Дом у него был крепкий, от отца достался. Да и сам он ладный и хваткий.
Машину Ниву себе новую купил, от старой битой избавился, да и женился тогда первый раз на красавице Валентине.
Валю свою он вовсю баловал, наряжал, жили они весело, в город в ресторан ездили.
Только вот детей у них не было, а потом история странная приключилась, пропала Валя.
Нашли её утопшей где-то через неделю, поговаривали, что это дружки его отомстили за то, что на деньги их кинул. А может врали, слухи разные были, но эксперты решили, что сама она утопла, течение там сильное было…
Через два года их Иван Васильевич опять женился.
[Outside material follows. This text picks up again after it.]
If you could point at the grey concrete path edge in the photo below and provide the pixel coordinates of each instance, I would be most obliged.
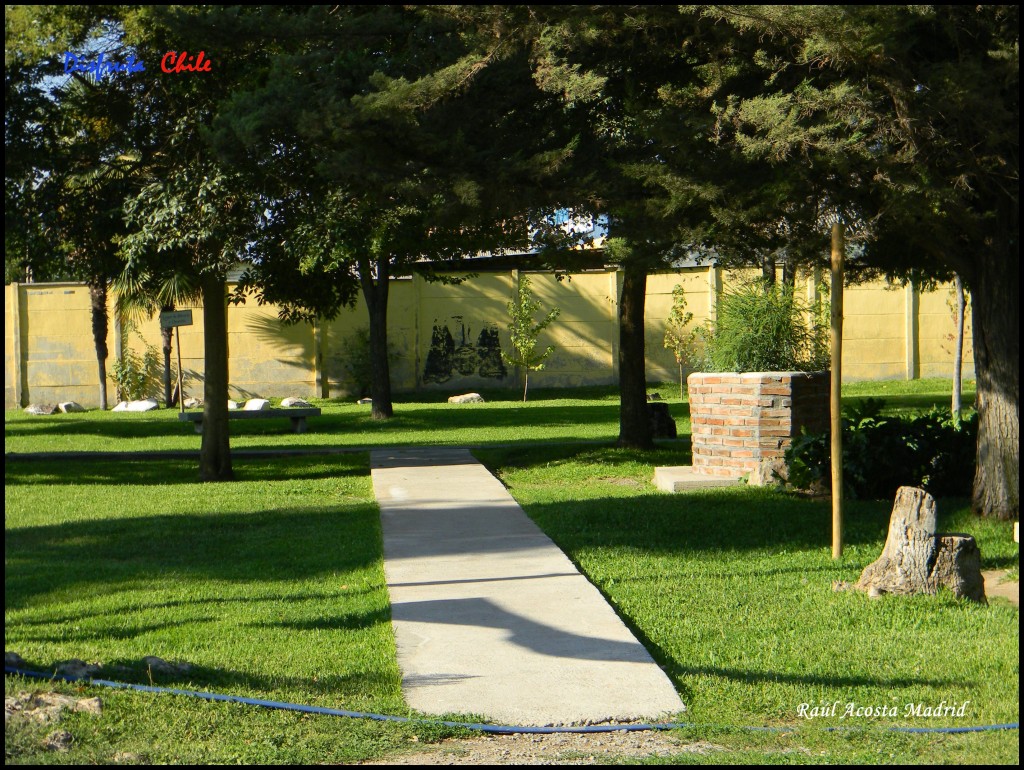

С ребёнком взял женщину, бабы шептались, что мол добрым делом откупиться от кары божьей хочет.
Слишком много дел натворил всяких разных.
Прожили они три года, своих детей тоже не нажили, а Ирина его занедужила вдруг, а вскоре и её прибрал Господь. Так и остался опять Иван Васильевич вдовцом, да ещё и с чужим ребёнком.
Тане тогда только исполнилось восемнадцать, а тут дядя Ваня вдруг к матери пришёл.
Мать испугалась сначала, а он прощения попросил, что с дочкой тогда так вышло.
Потом долго шушукался с ней, да с отцом, да на Таню косился, подмигивал. Отца с матерью на что-то уговаривал, божился, денег им предлагал, и вроде убедил.
А потом к Тане повернулся и спросил,
— Ну что, птичка ранняя, замуж за меня пойдёшь? Что молчишь, я тебя не обижу, обидел уже однажды. Вину свою буду всю жизнь замаливать, не бойся меня!
Таня всю ночь проплакала.
Знала, что не полюбит её никто, но и за старого дядю Ваню ей страшно было идти. Не любит она его и боится, да и он её не любит, зачем тогда это надо?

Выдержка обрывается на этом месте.